According to political observer and former journalist Rajesh Mahapatra, Patnaik can afford to do this as his is essentially a one-man party. “An overwhelming part of Odisha was under princely states. Odia people are happy with small things and aspirational politics has never been very strong. Here, Naveen Patnaik comes across as a benevolent king,” said Mahapatra, who has floated a forum, Odisha Alochana Chakra, seeking to reshape political debates.
The BJP and BJD are also pitted against each other scheme for scheme. Against Modi’s welfare initiatives, Patnaik has around 60 programmes covering the poor. These include Mamata (cash transfer scheme for lactating and pregnant mothers), Re 1 rice scheme, Ahar Yojana (cooked meal for Rs 5), Biju Pacca Ghar Yojana (housing for poor) and KALIA scheme for farmers. “Whoever gives us more money, we will vote for him,” Padmini Bagh, a housewife in Akriapadar village in Bolangir constituency, is clear.
The BJD government is also credited with building one of the strongest networks of Self Help Groups for women in the country. Having announced 33 per cent quota for the Lok Sabha tickets for women, the BJD has fielded an SHG member, Pramila Bisoi, from Aska.
What also helps the ruling party is its formidable political machinery, going down to the grassroots. While the BJD network has been sustained with sub-contracting for government schemes, the BJP support base is scattered.

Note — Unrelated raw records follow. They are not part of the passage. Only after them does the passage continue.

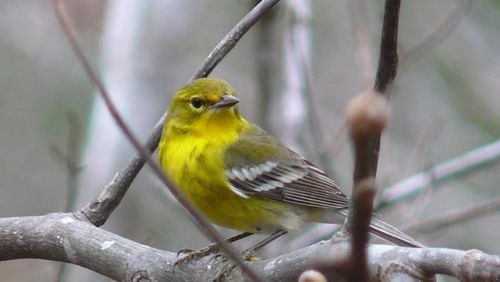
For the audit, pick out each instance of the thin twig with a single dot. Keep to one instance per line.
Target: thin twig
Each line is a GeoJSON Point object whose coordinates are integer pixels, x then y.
{"type": "Point", "coordinates": [366, 117]}
{"type": "Point", "coordinates": [203, 224]}
{"type": "Point", "coordinates": [454, 217]}
{"type": "Point", "coordinates": [440, 33]}
{"type": "Point", "coordinates": [357, 225]}
{"type": "Point", "coordinates": [230, 40]}
{"type": "Point", "coordinates": [296, 44]}
{"type": "Point", "coordinates": [71, 161]}
{"type": "Point", "coordinates": [463, 165]}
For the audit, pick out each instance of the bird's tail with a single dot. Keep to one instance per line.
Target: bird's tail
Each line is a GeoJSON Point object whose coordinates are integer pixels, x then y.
{"type": "Point", "coordinates": [390, 233]}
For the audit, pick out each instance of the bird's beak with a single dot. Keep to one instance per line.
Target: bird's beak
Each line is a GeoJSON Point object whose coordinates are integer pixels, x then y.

But the BJP, that has identified Odisha as a new catchment area for the possible losses it could face in the Hindi heartland, is hoping Modi’s popularity and its national security pitch would see it through. Like in other states, the voters are willing to see the Lok Sabha polls as a referendum on Modi. Said Haldipali resident Prahlad Rana, “For MLAs, it’s BJD, but for MPs, it’s BJP.” The party candidates in Kendrapara, Dhenkenal, Sambalpur, Bargarh, Kandamal, Keonjar and Bhubaneswar seats are expected to put up a good fight.
The Congress, which appears to have ceded the second place slot in the state to the BJP, is yet to get into full electioneering mode, though the big Chhattisgarh win briefly lent a spring in its steps. A clear sign is the lack of buzz around even Congress president Rahul Gandhi’s showstopper promise of minimum wage guarantee.
Where the party has made some gains is among the farming community, which is impressed by the Congress’s farm loan waiver and higher MSP for crops in Chhattisgarh. Lingaraj, the convenor of the Paschim Odisha Krushak Sanghatan Samanyay in Bargarh, said, “The distress among farmers has made some consider the Congress also. Wherever the Congress has a strong candidate, farmers could vote for it. In other areas, we have asked farmers to vote for NOTA.”
Samarendra Mishra, Congress candidate from Balangir Assembly constituency, said, “The Congress won Chhattisgarh, Rajasthan and Madhya Pradesh with farmers’ support. The BJD in the state and BJP at the Centre have proved disastrous for farmers. So they will support the Congress.”
However, even Mishra, whose father Narasingha Mishra is the leader of the Opposition, conceded the party is “late”. “We have been harping on the loan waiver and high MSP. We need to see that minimum wage guarantee is also encashed,” Mishra said.